The DPP was especially concerned about talk of establishing a joint task force as an institutionalized mechanism to deal with various issues, including US arms sales to Taiwan, Wu said.
US defense officials and Taiwan’s Ministry of Foreign Affairs both denied that US arms sales had been an issue in the US-China dialogue, but Wu urged the government to seek reassurance from Washington that it would not consult with the Chinese on its arms sales to Taiwan in the future.
If Beijing and Washington did raise the issue in their defense talks, the level of conversation had gone beyond past bilateral dialogues, Wu said.
A US-China deal would be a violation of the Taiwan Relations Act, which requires the US to provide Taiwan with “arms of a defensive character,” and the “six assurances” made by the administration of former US president Ronald Reagan in 1982, which pledged not to hold prior consultations with China regarding arms sales to Taiwan and not to set a date for ending arms sales, he said.

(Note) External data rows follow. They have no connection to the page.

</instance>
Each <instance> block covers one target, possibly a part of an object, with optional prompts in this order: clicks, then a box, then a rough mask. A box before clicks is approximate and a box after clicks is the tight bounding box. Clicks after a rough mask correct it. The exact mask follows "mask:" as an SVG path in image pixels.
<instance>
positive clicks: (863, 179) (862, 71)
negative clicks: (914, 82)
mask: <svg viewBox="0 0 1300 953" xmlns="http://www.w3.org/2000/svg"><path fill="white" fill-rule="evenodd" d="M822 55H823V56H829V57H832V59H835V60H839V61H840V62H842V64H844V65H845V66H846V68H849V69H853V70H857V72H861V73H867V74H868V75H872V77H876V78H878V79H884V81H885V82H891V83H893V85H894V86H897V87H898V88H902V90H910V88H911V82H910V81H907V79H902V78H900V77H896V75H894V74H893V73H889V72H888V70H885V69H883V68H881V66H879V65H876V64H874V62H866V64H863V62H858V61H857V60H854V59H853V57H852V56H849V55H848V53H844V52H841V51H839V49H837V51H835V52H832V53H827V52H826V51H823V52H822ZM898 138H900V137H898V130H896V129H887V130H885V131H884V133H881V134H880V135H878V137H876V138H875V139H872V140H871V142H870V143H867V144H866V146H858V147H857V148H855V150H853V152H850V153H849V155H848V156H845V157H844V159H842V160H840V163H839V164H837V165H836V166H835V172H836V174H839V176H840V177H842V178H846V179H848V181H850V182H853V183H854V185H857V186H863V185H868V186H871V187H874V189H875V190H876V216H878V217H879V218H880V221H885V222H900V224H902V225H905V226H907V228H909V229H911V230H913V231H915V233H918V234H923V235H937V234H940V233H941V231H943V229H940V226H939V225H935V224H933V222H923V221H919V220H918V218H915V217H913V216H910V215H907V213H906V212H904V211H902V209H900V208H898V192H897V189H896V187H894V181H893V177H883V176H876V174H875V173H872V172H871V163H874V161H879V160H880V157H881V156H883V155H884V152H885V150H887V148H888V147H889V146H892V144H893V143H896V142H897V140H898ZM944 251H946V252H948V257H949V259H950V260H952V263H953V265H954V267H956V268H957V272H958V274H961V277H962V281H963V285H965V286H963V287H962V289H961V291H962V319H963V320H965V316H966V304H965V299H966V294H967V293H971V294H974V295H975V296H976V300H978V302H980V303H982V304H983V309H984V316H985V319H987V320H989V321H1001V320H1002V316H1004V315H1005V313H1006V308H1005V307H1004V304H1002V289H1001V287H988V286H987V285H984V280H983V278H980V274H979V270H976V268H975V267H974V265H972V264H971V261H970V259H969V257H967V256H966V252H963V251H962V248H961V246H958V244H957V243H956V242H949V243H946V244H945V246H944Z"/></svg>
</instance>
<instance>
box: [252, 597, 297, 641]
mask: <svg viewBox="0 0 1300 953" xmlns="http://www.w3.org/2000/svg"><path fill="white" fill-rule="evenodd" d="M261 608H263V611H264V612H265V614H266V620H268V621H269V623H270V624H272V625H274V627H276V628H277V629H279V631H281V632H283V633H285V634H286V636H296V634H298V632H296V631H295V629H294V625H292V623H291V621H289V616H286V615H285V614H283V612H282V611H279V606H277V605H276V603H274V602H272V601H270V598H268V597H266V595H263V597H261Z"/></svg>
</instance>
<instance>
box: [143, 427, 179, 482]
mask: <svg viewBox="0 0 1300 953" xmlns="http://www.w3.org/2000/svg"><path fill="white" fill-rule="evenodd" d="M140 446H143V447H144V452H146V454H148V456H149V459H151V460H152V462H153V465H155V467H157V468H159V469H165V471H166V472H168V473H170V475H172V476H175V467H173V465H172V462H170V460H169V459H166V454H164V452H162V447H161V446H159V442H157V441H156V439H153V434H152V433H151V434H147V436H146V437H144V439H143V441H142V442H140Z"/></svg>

If Beijing is serious about extending its goodwill to Taiwan, it “might as well renounce the use of force against Taiwan rather than using the ambiguous term ‘adjusting military deployment,’” Wu said.
Wu, who has served as Taiwan’s representative to the US and Mainland Affairs Council minister, called on President Ma Ying-jeou (馬英九) to work on strengthening Taiwan’s national defense.
Ma has failed to deliver on his campaign pledge for a defense budget of at least 3 percent of GDP, he said.
With the defense budget now at 2.1 percent of GDP, the implementation of an all-volunteer military and funding for future arms procurements in question, the already low morale in the military could be further jeopardized, Wu said.